Sun 183, D.A. Hunt’s Lonesome Old Jail / Greyhound Blues, is one of the rarest Sun singles. At the time I compiled the blues book, the 78s rpm single was a very rare record, but it was believed that Sam Phillips hadn’t pressed any 45s as none were known to exist. Consequently, this number was listed in our book without a value but with a warning: “This record was issued legitimately only as a 78 RPM single.” All that changed in 2009, when an authentic Sun 45 in VG- condition turned up for auction—which John Tefteller purchased for just over $10,000!
The advance copies
These books would include all the text pieces scheduled for the front of the book along with all the listings and values, but would not includes the text pieces scheduled for the back of the book, nor any of the interior photo illustrations.

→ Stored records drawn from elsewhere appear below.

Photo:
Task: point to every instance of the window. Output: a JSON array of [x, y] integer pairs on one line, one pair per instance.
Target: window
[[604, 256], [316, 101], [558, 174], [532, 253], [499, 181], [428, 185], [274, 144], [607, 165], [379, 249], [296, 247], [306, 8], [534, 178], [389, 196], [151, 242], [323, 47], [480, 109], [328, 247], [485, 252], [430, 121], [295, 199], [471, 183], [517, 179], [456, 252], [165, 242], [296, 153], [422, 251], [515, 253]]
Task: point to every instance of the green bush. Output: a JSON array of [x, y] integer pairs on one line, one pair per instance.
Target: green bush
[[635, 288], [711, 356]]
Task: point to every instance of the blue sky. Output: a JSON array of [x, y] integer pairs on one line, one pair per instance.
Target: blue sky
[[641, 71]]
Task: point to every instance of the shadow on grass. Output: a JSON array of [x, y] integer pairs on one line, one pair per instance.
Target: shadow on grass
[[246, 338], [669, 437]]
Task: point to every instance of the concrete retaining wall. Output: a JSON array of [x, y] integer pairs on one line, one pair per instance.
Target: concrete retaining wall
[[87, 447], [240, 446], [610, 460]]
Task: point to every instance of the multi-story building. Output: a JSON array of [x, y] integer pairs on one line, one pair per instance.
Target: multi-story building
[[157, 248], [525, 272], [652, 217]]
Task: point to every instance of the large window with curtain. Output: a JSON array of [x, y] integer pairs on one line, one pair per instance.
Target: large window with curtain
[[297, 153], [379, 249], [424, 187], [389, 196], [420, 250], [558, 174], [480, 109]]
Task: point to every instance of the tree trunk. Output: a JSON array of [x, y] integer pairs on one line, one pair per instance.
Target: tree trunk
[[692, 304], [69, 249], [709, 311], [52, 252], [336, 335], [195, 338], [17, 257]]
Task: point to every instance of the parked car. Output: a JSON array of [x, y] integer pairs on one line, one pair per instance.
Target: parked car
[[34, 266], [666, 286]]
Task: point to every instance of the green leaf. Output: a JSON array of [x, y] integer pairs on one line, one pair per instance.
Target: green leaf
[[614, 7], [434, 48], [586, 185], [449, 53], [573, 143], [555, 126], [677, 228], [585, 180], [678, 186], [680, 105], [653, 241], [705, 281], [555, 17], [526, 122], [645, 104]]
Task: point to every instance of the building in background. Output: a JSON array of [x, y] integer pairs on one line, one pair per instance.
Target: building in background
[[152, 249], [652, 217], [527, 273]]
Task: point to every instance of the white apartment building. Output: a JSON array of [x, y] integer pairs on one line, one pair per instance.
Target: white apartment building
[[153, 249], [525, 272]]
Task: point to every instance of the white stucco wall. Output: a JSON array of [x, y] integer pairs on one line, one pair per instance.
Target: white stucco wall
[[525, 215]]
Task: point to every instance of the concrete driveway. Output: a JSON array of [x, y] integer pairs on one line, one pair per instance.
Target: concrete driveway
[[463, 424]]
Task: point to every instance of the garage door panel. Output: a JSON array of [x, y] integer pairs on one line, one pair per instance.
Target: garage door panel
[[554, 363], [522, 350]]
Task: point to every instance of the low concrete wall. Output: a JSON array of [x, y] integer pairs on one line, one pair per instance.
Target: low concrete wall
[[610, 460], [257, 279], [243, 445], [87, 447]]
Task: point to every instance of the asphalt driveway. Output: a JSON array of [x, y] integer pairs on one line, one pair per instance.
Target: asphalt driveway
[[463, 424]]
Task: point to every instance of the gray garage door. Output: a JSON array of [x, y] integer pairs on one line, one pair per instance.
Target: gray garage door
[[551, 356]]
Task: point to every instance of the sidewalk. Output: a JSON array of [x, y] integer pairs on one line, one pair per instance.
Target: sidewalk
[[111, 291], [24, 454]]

Worse, it would be a paperback edition that would not feature the killer cover design that I had paid for.
But with a plain front cover, I was able to afford a printing of 500 copies.
By now, every one who collected blues or rhythm & blues 45s, or who bought and sold rare records, knew about this book. The buyers of this printing knew that they were getting an incomplete book.
They also knew they were getting priceless information well in advance of the thousands of buyers and sellers of rare records who did not buy this advance printing!
Priced at $50, I expected a quick sell-out of the 500 advance copies. I would then have the money from these to go back to the printer and do the run of 1,000 “limited edition” copies.
Then something happened . . .
FEATURED IMAGE: In 1949, legendary disc-jockey Dewey Phillips started at WHBQ/560 in Memphis with his Red, Hot & Blue show, where he aired both black and white music. He was the city’s leading radio personality for nine years, an amazing streak for the time in any city. Phillips played a lot of the record by local artists, including those on Sun Records.
The photo at the top of this page is his actual broadcasting booth, which was rescued and rebuilt and is now a part of Sun Records building in Memphis. It’s possible that here he was one of the few jocks to play D. A. Hunt’s record.